Georgetown, Ohio
Georgetown is the county seat of Brown County, Ohio. The first settlers arrived in 1819. The community grew very slowly, having approximately eight hundred residents in 1846. That same year, the town contained four churches and a newspaper.
Forty years later, Georgetown remained virtually unchanged. With 1,293 residents in 1880, the county seat boasted five churches, two of which were African-American churches, three newspapers, a bank, and a woolen mill, the town’s largest single employer with nineteen workers. City residents were active in the tobacco trade, shipping tobacco all over the world. Tobacco was the county’s largest crop.
Several prominent people lived in Georgetown during the nineteenth century. Among them was future President of the United States Ulysses S. Grant, who spent much of his youth in the community.
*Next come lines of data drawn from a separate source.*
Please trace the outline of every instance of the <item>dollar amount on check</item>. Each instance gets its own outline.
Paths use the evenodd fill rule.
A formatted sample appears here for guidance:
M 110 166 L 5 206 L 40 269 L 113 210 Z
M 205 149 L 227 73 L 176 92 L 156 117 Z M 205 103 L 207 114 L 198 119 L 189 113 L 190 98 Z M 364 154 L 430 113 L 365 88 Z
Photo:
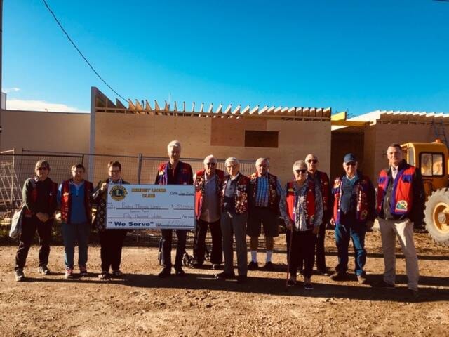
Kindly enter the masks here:
M 106 227 L 193 230 L 194 187 L 186 185 L 109 185 Z

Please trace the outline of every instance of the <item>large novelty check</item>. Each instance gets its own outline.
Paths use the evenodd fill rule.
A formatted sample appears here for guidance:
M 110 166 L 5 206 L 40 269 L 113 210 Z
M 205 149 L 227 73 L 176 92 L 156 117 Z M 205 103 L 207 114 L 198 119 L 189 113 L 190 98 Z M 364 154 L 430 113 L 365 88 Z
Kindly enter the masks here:
M 194 187 L 187 185 L 109 185 L 106 227 L 193 230 Z

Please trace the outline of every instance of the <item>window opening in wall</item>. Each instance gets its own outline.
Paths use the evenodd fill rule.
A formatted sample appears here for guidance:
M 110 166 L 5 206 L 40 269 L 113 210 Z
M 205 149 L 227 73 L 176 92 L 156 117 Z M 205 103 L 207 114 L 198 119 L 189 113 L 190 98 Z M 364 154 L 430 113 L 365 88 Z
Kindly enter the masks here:
M 256 131 L 245 130 L 245 146 L 255 147 L 277 147 L 278 131 Z

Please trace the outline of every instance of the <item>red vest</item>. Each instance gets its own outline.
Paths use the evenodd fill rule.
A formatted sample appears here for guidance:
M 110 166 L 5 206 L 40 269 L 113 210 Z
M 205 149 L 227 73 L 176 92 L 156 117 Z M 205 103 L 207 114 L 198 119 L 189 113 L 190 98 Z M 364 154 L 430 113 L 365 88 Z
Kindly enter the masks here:
M 356 211 L 356 220 L 359 223 L 365 223 L 368 219 L 369 206 L 368 204 L 368 192 L 370 189 L 369 178 L 366 176 L 361 176 L 355 183 L 357 194 L 357 209 Z M 335 178 L 334 181 L 334 211 L 333 217 L 336 223 L 340 222 L 340 196 L 342 195 L 342 179 L 341 177 Z
M 180 161 L 177 163 L 179 167 L 179 171 L 177 177 L 175 177 L 176 180 L 176 185 L 189 185 L 192 183 L 192 168 L 187 163 L 183 163 Z M 177 167 L 176 168 L 178 168 Z M 157 168 L 159 174 L 159 185 L 167 185 L 168 182 L 168 163 L 162 163 L 159 164 Z
M 307 228 L 312 229 L 314 226 L 315 218 L 315 183 L 309 180 L 307 190 L 306 191 L 306 207 L 307 213 L 306 214 L 306 220 L 307 221 Z M 286 194 L 286 207 L 287 214 L 290 220 L 295 223 L 295 210 L 296 204 L 298 202 L 297 198 L 295 194 L 295 187 L 293 182 L 287 183 L 287 191 Z
M 230 180 L 231 178 L 228 176 L 223 183 L 221 198 L 222 209 L 223 209 L 223 201 L 224 199 L 226 186 Z M 243 214 L 248 211 L 248 190 L 250 183 L 250 178 L 246 176 L 243 176 L 240 173 L 240 176 L 239 176 L 239 181 L 237 182 L 235 195 L 235 211 L 237 214 Z
M 34 179 L 34 178 L 31 178 L 30 179 Z M 56 197 L 58 193 L 58 184 L 56 183 L 51 182 L 51 190 L 50 192 L 50 195 L 48 195 L 48 205 L 51 205 L 53 202 L 53 200 Z M 37 200 L 37 188 L 36 187 L 36 183 L 33 182 L 33 189 L 31 191 L 31 201 L 34 203 Z M 25 209 L 25 213 L 24 216 L 27 218 L 31 218 L 32 216 L 32 213 L 31 211 L 29 210 L 27 207 Z M 53 214 L 48 214 L 51 217 L 53 216 Z
M 416 168 L 406 164 L 406 168 L 399 171 L 393 181 L 390 212 L 396 216 L 408 214 L 413 206 L 413 191 L 412 180 Z M 385 170 L 382 170 L 377 181 L 377 214 L 383 207 L 384 199 L 388 187 L 389 177 Z
M 70 223 L 72 214 L 72 194 L 70 193 L 70 182 L 73 179 L 64 180 L 61 189 L 61 219 L 66 223 Z M 92 220 L 92 202 L 91 195 L 93 190 L 93 185 L 90 181 L 84 180 L 84 209 L 86 218 L 90 223 Z
M 321 187 L 321 197 L 323 197 L 323 212 L 326 213 L 329 208 L 329 177 L 324 172 L 317 171 L 315 172 L 316 176 L 319 179 Z
M 222 170 L 215 170 L 215 184 L 217 200 L 220 203 L 220 197 L 221 195 L 222 183 L 224 178 L 224 172 Z M 195 185 L 195 216 L 199 219 L 201 215 L 201 208 L 203 206 L 203 196 L 204 195 L 204 187 L 206 186 L 206 180 L 204 179 L 204 170 L 200 170 L 196 172 L 196 178 L 194 182 Z
M 276 176 L 267 173 L 268 178 L 268 206 L 276 214 L 279 213 L 279 200 L 281 196 L 277 192 L 278 178 Z M 257 178 L 259 173 L 255 172 L 251 175 L 251 187 L 253 187 L 253 201 L 255 202 L 255 196 L 257 192 Z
Today, the house that Grant lived in and the school that he attended are Ohio Historical Society sites. United States Congressman Thomas Lyon Hamer, the man who appointed Grant to the United States Military Academy at West Point, also resided in Georgetown.
During the twentieth century, Georgetown remained relatively small. In 2000, only 3,691 people resided in the town. Only twelve percent of the community’s residents over twenty-five years of age had a four-year college education. Most townspeople found employment in manufacturing businesses with retail stores following closely behind.